Ele não podia dourar o céu, nem remover estrelas incrustadas, pois de nada ele sabia, ele, o aventureiro, o nômade domesticado, hoje em repouso após façanhas insuspeitadas, ele que, de mãos para cima, finalmente se rendia, ele quase um resumo de tudo, um momento novo, um arremate na biografia, uma vista aérea sobre o passado de bufão, de clochard, buscando algo que o fizesse olhar ao redor, cuidar da semeadura, erguer muralhas em torno do arraial recém-fundado. Passados alguns séculos, tudo isto desaparecerá, deixará de existir, será só poeira e ar e lembranças desbotadas, mas ainda se ouvirá um grito vindo da varanda, um animal uivando no deserto, na areia em que os dois de tarde caminhavam, quando ela lhe disse que o cometa passaria, mas não seria visível a olho nu, e certamente não seria espetacular como se anunciava, aquilo era uma mentira, uma tapeação da mídia, e ele sorriu por dentro, irritado, de onde vinha tanta pretensão, quem ela pensava ser, o Ronaldo Rogério de Freitas Mourão...? Pensando bem, ela só era uma linda menina, e ele a amava justamente por isto. Muito pouca era sua astronomia. Talvez ele devesse, se tivesse um pingo de juízo, se casar com ela...


Manoel Olavo

19 de dezembro de 2009

JANELA DO DIA


Janela do dia
Recinto fechado

O ar é a tela
Seu retrato é luz

Matriz que floresce
No chão sideral

Vinda de outro sol
De um céu impossível

Mantém-se um momento
Claridade em mim

Sou filho do sonho
De uma vida alheia

Vaga e tênue brisa
No escuro da noite

Aguardo o desfecho
Entre a lida e o caos


Manoel Olavo

VOCÊ SE DERRETE EM MIM

Amo em você
Essa paixão sôfrega e sedenta

Os lábios entreabertos
As pernas entreabertas
A saliva derramada em nós

Seu corpo nu me inspira
Tesão interminável

A língua desliza mansamente
Por vales da sua barriga
E lhe descobre os pelos

Eu me detenho e lambo
O recôndito das coxas

Dedos ágeis desvendam
Seus cantos e fendas

Súbita a rubra flor
Colada em minha face

Inspeção de línguas
De sucos e de lábios

Meus dedos tocam o seu desejo
A língua inteira que penetra
Enquanto você se derrete em mim


Manoel Olavo

E POR ISSO SONHAM


Liame entre o que sou e o que fui, até
A minha morte, raramente me perdera.
Não vou te contar dos lugares que enfrentei
No vórtice da vida, mudo, à tua espera.

Avesso do caminho que segui um dia,
Ângulo de través, gesto de um corpo ausente,
Faz o meu destino ser passado ao revés
Quando chegares, terno, espesso e confidente.

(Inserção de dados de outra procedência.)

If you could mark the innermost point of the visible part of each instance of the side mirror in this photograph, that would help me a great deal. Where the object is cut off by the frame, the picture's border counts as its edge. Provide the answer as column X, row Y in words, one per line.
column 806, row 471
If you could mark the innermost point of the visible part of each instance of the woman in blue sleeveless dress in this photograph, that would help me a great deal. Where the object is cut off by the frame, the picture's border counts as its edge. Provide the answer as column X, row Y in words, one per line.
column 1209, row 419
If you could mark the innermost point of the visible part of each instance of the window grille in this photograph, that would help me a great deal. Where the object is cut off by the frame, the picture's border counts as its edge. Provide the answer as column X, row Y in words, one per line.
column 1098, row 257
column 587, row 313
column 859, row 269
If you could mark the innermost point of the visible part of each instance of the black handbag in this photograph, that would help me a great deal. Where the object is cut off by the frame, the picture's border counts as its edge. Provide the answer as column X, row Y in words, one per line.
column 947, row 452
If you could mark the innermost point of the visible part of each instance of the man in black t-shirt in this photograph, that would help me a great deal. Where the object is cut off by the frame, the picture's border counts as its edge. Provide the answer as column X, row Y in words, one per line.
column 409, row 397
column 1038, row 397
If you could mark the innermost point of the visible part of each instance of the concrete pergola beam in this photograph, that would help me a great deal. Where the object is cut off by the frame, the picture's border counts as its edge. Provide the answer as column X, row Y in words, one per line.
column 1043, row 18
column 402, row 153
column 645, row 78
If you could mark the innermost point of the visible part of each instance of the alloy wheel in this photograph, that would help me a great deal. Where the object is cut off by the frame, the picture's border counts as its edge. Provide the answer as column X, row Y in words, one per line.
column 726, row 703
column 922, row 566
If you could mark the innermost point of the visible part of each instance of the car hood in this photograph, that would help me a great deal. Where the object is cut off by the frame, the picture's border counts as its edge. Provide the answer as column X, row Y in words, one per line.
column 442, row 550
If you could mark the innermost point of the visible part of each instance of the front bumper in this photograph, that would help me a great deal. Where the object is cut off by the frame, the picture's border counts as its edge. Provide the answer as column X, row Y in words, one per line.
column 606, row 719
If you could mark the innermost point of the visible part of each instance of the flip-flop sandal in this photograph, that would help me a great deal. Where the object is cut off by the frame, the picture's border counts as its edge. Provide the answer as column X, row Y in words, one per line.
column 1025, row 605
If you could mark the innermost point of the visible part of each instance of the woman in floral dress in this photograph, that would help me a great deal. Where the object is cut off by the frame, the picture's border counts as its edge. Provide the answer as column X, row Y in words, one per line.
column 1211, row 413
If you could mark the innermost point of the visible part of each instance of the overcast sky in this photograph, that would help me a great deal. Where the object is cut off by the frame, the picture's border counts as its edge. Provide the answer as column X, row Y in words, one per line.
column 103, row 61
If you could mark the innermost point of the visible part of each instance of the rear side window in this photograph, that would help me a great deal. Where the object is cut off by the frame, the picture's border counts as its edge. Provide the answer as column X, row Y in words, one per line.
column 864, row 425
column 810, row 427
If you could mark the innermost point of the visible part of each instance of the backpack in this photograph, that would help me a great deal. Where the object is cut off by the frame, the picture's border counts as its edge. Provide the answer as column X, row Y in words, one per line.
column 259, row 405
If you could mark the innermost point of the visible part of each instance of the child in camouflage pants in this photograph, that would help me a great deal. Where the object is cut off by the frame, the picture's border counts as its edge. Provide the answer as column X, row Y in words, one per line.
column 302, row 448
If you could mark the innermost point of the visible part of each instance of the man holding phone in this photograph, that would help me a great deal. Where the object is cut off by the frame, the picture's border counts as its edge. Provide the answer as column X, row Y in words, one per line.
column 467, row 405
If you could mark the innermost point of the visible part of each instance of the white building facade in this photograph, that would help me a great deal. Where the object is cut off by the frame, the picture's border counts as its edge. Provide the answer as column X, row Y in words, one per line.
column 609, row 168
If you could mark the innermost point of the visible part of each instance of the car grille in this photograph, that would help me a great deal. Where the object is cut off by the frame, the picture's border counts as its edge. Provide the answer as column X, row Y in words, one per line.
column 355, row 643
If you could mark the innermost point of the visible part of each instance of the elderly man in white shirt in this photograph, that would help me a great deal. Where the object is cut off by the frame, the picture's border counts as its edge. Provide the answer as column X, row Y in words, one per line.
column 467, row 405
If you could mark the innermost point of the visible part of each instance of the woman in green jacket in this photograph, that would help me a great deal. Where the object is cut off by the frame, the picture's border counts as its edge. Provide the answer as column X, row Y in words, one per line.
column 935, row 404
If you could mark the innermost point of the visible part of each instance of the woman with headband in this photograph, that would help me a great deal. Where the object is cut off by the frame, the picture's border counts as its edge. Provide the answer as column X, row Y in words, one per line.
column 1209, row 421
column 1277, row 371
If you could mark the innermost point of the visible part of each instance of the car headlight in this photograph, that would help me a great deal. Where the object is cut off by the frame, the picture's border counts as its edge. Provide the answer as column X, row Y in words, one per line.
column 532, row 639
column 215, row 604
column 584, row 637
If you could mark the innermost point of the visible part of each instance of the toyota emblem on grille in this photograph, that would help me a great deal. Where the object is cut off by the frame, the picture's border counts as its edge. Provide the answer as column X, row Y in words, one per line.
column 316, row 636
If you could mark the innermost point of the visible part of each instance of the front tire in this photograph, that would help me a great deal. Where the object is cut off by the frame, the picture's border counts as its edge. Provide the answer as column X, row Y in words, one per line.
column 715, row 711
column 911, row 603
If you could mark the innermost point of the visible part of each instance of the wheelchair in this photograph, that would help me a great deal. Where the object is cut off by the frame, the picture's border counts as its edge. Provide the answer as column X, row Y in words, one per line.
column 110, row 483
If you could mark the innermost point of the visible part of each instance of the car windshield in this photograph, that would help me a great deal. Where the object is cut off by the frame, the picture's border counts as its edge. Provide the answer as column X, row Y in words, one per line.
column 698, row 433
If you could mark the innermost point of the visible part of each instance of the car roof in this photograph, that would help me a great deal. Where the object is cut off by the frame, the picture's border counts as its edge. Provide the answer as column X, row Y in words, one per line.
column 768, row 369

Luminoso sinal, fronteira que divide
E vai da terra ao éter buscando um sentido
Pro mar de gente só que segue horas a fio
Em lento perfilar de exército vencido.

Por que juraste haver tão delicados dias?
Teus frágeis eremitas, os teus obstáculos
Remanescentes na multidão... Vem a noite,
Todos dormem... Pretendem escutar oráculos
[e por isso sonham


Manoel Olavo

POESIA


O céu fica intangível
E o ar irrespirável
Se vives ao relento.
Costura com teus versos
A angústia originária.

Constrói um mar de frases
Um arroio, uma tela
Onde a letra soletra
Em fogo brando até o
Pensamento encontrar.

A poesia vem assim
Como libertação:
Verbo denso, maneira
De sonhar, de parar
O tempo e o deus da morte.

Poesia, eu te criei
Imaginariamente
Sem culto ou irrisão.
Há mais na vastidão
Do que podes mostrar.

Manoel Olavo

15 de dezembro de 2009

NA RUA


Seus olhos ainda tentam resistir. Imaginam respostas. Bóiam divididos entre o tempo e a espera. Buscam encontrar o coração das coisas, alguma densidade, antes que tudo vire alimento para os bichos. Seus olhos, que não são dali, observam. Inspecionam. Seguem sem paz por esta rua úmida, onde se exibem os restos de uma civilização à venda.

Manoel Olavo

13 de dezembro de 2009

NEM ISSO EU CONTEI

As coisas podiam estar mais próximas. Mas, se ficam perto demais, ferem. Proximidade machuca.
Eu tenho a hora da caverna. A hora do morto. Preciso estar em silêncio, a sós, no quarto, num recolhimento protegido.
O esforço para agüentar o alarido das coisas, a brutalidade das pessoas, é tamanho, que preciso de um tempo para refazer a crosta. Pode ser longo. Na maior parte das vezes é inútil.
Eu sempre sangrei e me desfiz em meio às coisas. Sempre penei no jogo social. Desde que consigo me lembrar, era atravessado pela opulência descabida delas.
É difícil falar sobre este incômodo. Parece haver um pacto para ignorar isso. Mas eu não assinei.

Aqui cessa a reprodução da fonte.